Salt marshes are very productive ecosystems and provide many ecosystem services including carbon cycling, nitrogen cycling, and coastal flood protection.

Coastal infrastructure is vulnerable to flooding from sea level rise, storms, and land subsidence. Salt marshes help to mitigate effects of flooding by directly buffering coastlines and dissipating waves. They are some of the many types of natural coastal landforms that are widely recognized as barriers to waves and tidal flows. Marsh vegetation causes wave attenuation and may account for up to 60 percent of wave reduction. Marsh plants also improve soil stability, which decreases soil erosion.

Salt marshes and other coastal wetland ecosystems play an important role in the global biogeochemical cycle, especially in the carbon and nitrogen cycles.
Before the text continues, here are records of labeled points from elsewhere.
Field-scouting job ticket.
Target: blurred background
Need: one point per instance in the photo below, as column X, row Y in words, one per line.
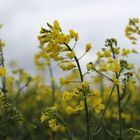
column 94, row 20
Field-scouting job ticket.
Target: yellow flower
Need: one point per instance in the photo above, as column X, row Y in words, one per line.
column 43, row 117
column 80, row 106
column 73, row 34
column 115, row 81
column 2, row 72
column 67, row 96
column 96, row 93
column 106, row 53
column 90, row 66
column 70, row 66
column 130, row 66
column 56, row 25
column 88, row 47
column 125, row 52
column 70, row 55
column 70, row 110
column 98, row 105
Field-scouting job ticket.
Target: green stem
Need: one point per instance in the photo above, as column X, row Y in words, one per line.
column 120, row 111
column 52, row 84
column 85, row 99
column 3, row 78
column 102, row 116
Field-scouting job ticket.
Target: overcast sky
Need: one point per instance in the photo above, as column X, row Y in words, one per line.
column 94, row 20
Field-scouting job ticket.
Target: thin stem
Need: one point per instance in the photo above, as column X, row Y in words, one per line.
column 102, row 116
column 84, row 94
column 3, row 78
column 119, row 100
column 65, row 124
column 120, row 111
column 82, row 56
column 52, row 84
column 103, row 75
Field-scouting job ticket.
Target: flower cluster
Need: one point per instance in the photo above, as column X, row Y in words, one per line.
column 132, row 30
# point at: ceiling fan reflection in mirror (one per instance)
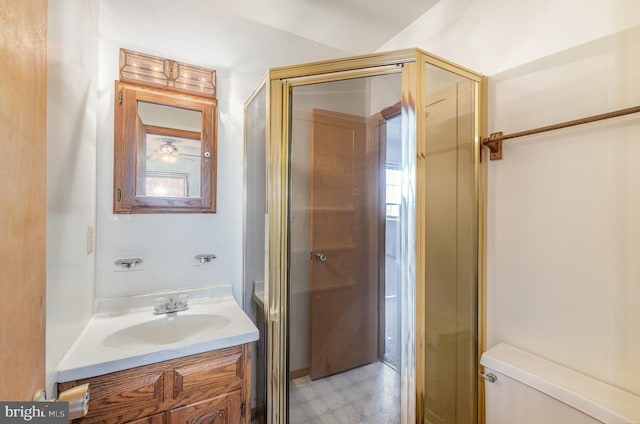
(165, 149)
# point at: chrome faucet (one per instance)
(166, 305)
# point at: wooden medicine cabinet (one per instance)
(165, 144)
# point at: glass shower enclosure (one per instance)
(363, 240)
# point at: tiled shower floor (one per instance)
(369, 394)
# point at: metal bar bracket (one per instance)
(494, 143)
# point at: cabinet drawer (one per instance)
(209, 375)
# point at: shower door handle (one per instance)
(319, 256)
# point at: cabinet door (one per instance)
(220, 410)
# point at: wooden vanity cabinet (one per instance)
(212, 387)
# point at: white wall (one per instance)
(563, 232)
(71, 167)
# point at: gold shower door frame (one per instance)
(279, 82)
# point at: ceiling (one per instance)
(356, 26)
(251, 36)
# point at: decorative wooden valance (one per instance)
(140, 68)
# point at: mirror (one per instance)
(165, 151)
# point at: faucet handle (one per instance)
(183, 301)
(160, 305)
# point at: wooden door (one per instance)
(343, 271)
(23, 124)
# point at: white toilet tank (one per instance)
(529, 389)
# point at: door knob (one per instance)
(320, 256)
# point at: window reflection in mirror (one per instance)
(173, 151)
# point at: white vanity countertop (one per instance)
(89, 357)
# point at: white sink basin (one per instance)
(166, 329)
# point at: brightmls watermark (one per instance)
(34, 412)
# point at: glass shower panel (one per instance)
(254, 244)
(344, 143)
(450, 249)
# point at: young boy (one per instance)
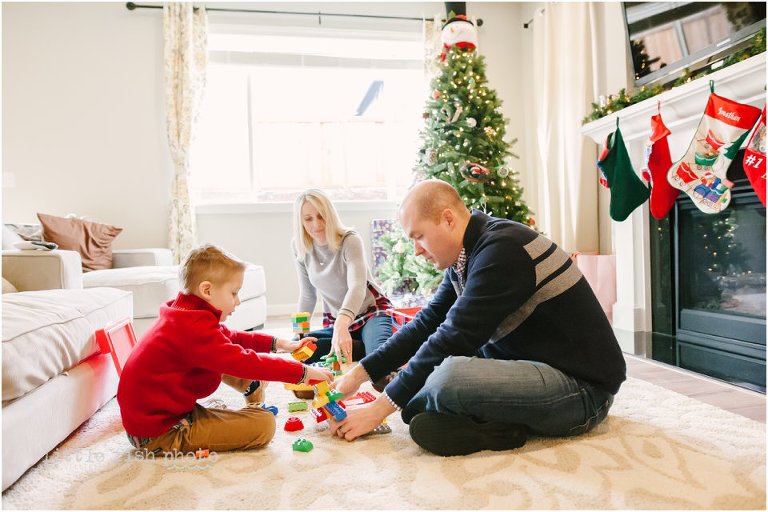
(183, 357)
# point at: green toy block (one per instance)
(297, 406)
(302, 445)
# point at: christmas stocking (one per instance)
(658, 162)
(627, 190)
(701, 172)
(754, 159)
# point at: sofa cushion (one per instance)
(48, 332)
(151, 286)
(92, 240)
(254, 283)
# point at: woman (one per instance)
(330, 262)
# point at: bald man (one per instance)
(514, 341)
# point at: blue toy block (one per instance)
(270, 408)
(336, 411)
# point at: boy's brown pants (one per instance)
(218, 430)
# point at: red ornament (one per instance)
(293, 424)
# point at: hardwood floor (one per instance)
(726, 396)
(708, 390)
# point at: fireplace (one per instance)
(708, 287)
(645, 316)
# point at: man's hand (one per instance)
(341, 343)
(283, 345)
(317, 373)
(362, 420)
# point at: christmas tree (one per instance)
(463, 144)
(463, 135)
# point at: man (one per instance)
(513, 342)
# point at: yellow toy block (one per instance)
(298, 387)
(303, 354)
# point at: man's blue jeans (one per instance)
(374, 333)
(547, 401)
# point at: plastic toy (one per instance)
(270, 408)
(297, 406)
(361, 398)
(293, 424)
(302, 445)
(300, 323)
(305, 351)
(327, 403)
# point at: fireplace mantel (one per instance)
(681, 109)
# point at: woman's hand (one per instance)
(316, 373)
(290, 345)
(341, 343)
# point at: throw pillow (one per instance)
(9, 237)
(92, 240)
(8, 287)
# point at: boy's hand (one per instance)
(317, 373)
(290, 345)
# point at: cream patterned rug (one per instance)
(657, 450)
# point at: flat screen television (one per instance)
(668, 37)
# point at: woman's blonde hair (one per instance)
(334, 229)
(207, 263)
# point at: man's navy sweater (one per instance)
(523, 299)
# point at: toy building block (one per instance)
(336, 411)
(270, 408)
(302, 445)
(361, 398)
(305, 351)
(300, 323)
(293, 424)
(297, 406)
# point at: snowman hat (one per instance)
(456, 18)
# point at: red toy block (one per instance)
(402, 316)
(117, 339)
(293, 424)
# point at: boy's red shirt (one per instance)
(181, 359)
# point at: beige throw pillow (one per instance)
(92, 240)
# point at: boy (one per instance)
(183, 357)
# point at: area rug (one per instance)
(657, 450)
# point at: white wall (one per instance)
(83, 128)
(84, 132)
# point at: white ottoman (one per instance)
(156, 285)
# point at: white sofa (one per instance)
(54, 377)
(147, 273)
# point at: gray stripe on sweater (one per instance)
(537, 246)
(552, 289)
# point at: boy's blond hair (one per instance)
(334, 229)
(207, 263)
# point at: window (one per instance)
(667, 37)
(296, 108)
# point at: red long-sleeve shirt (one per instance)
(181, 359)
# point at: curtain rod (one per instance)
(132, 6)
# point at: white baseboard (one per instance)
(281, 309)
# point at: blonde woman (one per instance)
(330, 263)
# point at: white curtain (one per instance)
(186, 54)
(564, 160)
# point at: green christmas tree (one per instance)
(463, 144)
(463, 135)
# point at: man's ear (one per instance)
(204, 288)
(449, 217)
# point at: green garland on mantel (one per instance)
(624, 100)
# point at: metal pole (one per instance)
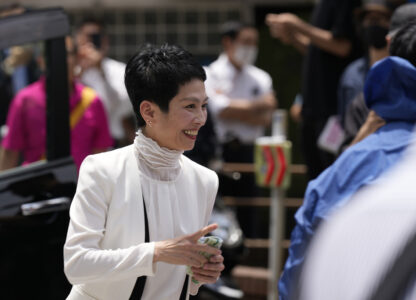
(276, 230)
(277, 217)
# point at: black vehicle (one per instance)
(34, 200)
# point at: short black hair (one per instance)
(403, 42)
(156, 73)
(231, 29)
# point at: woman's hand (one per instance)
(211, 271)
(185, 250)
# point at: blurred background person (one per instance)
(105, 76)
(356, 112)
(329, 44)
(366, 250)
(391, 93)
(18, 66)
(241, 102)
(362, 251)
(26, 122)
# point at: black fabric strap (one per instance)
(141, 281)
(138, 289)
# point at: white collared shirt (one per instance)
(224, 83)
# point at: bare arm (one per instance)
(285, 23)
(252, 113)
(8, 159)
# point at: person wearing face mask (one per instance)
(374, 19)
(241, 102)
(358, 120)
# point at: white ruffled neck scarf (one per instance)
(156, 162)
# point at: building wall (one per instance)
(193, 24)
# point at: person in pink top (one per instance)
(26, 123)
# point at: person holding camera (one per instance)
(104, 75)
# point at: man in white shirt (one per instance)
(241, 95)
(105, 76)
(241, 103)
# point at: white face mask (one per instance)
(245, 55)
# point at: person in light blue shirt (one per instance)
(390, 92)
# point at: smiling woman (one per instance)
(139, 210)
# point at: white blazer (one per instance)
(105, 251)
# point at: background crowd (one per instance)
(355, 110)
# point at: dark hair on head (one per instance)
(403, 42)
(156, 73)
(231, 29)
(91, 19)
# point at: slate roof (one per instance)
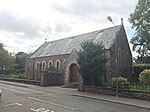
(65, 46)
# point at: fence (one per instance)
(140, 87)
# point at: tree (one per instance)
(20, 60)
(6, 59)
(92, 63)
(140, 20)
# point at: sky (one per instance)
(24, 24)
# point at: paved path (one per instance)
(74, 99)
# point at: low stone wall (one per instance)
(51, 79)
(112, 91)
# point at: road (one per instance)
(20, 99)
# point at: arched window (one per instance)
(43, 65)
(57, 64)
(37, 65)
(50, 64)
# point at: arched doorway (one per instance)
(73, 73)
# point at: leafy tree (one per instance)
(140, 20)
(92, 63)
(6, 59)
(20, 60)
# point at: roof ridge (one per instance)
(84, 33)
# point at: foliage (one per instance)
(6, 59)
(137, 68)
(144, 60)
(92, 62)
(144, 76)
(122, 82)
(20, 60)
(140, 20)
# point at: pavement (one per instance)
(144, 104)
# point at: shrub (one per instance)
(122, 82)
(144, 76)
(34, 82)
(137, 68)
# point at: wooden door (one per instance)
(73, 73)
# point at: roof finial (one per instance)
(45, 39)
(121, 21)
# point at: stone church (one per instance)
(62, 54)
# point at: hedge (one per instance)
(34, 82)
(138, 68)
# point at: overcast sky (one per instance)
(24, 24)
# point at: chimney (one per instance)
(121, 21)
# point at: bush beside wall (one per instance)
(137, 68)
(112, 91)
Coastal wetlands, such as salt marshes, can sequester carbon at a rate up to ten times that of a mature tropical forest. Through photosynthesis, marsh vegetation capture large amounts of carbon dioxide from the atmosphere. This carbon is stored in plant tissues and soil for hundreds or thousands of years. Coastal salt marshes can sequester about 210 grams of carbon per meter squared per year, which is 2-5 times more carbon per equivalent area than tropical forests.
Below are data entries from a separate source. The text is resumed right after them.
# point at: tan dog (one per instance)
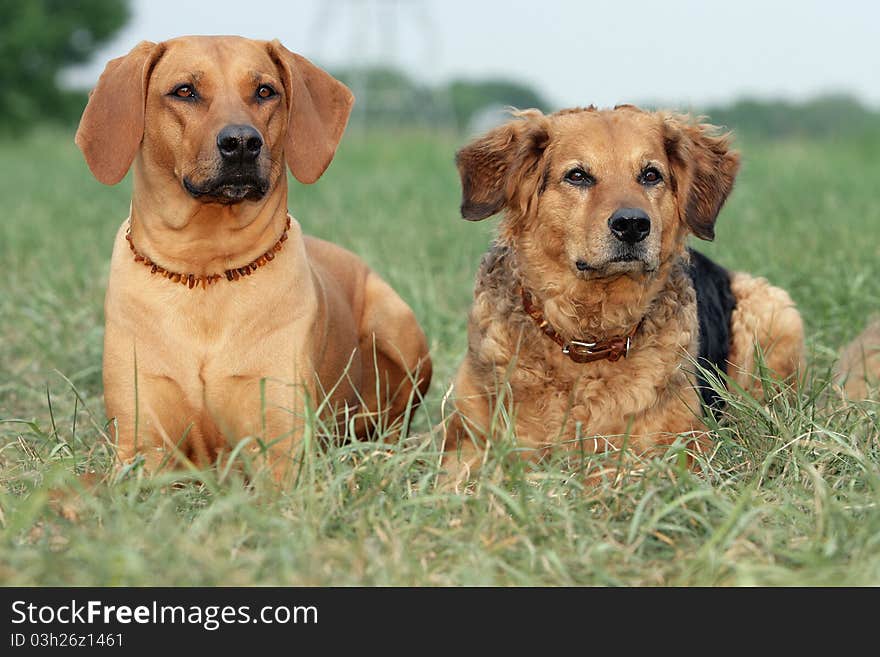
(222, 320)
(589, 311)
(858, 368)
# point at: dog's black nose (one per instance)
(630, 225)
(239, 142)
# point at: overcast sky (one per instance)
(575, 52)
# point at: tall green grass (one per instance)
(788, 496)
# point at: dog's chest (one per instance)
(213, 359)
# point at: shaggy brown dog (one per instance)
(590, 263)
(222, 319)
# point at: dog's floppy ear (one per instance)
(318, 107)
(704, 169)
(497, 167)
(112, 125)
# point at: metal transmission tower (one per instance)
(387, 35)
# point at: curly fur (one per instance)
(649, 398)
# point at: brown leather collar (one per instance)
(612, 349)
(203, 281)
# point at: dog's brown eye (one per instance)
(650, 176)
(184, 91)
(265, 91)
(579, 178)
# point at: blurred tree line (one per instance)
(40, 38)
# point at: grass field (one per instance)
(791, 496)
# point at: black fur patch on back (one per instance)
(715, 305)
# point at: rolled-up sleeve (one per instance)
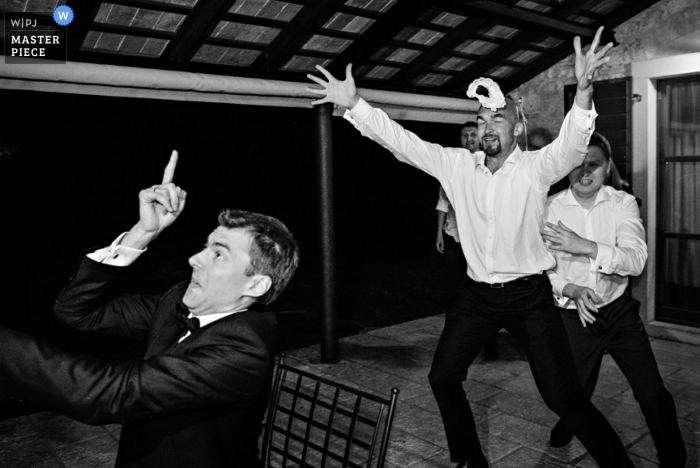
(406, 146)
(569, 149)
(629, 255)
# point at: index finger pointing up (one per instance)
(170, 168)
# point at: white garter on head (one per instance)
(494, 100)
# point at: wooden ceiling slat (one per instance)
(285, 44)
(444, 47)
(490, 60)
(146, 5)
(564, 50)
(131, 31)
(195, 29)
(380, 33)
(526, 19)
(80, 25)
(567, 8)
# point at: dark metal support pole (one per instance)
(324, 153)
Eh potential, the energetic favorability of a reaction, is the lowest in low marsh. Eh potential indicates the potential for carbon loss via oxidation into the atmosphere as carbon dioxide. Therefore, the low marsh may have the lowest carbon dioxide emissions compared to other parts of the marsh platform.

Both nitrification and denitrification occur in salt marshes. In nitrification, ammonium is oxidized to nitrite, then nitrite is oxidized to nitrate. In denitrification, organic matter is oxidized using nitrate as a terminal electron acceptor. Denitrification is highest in the low marsh. Nitrogen recycling is the lowest in the low marsh.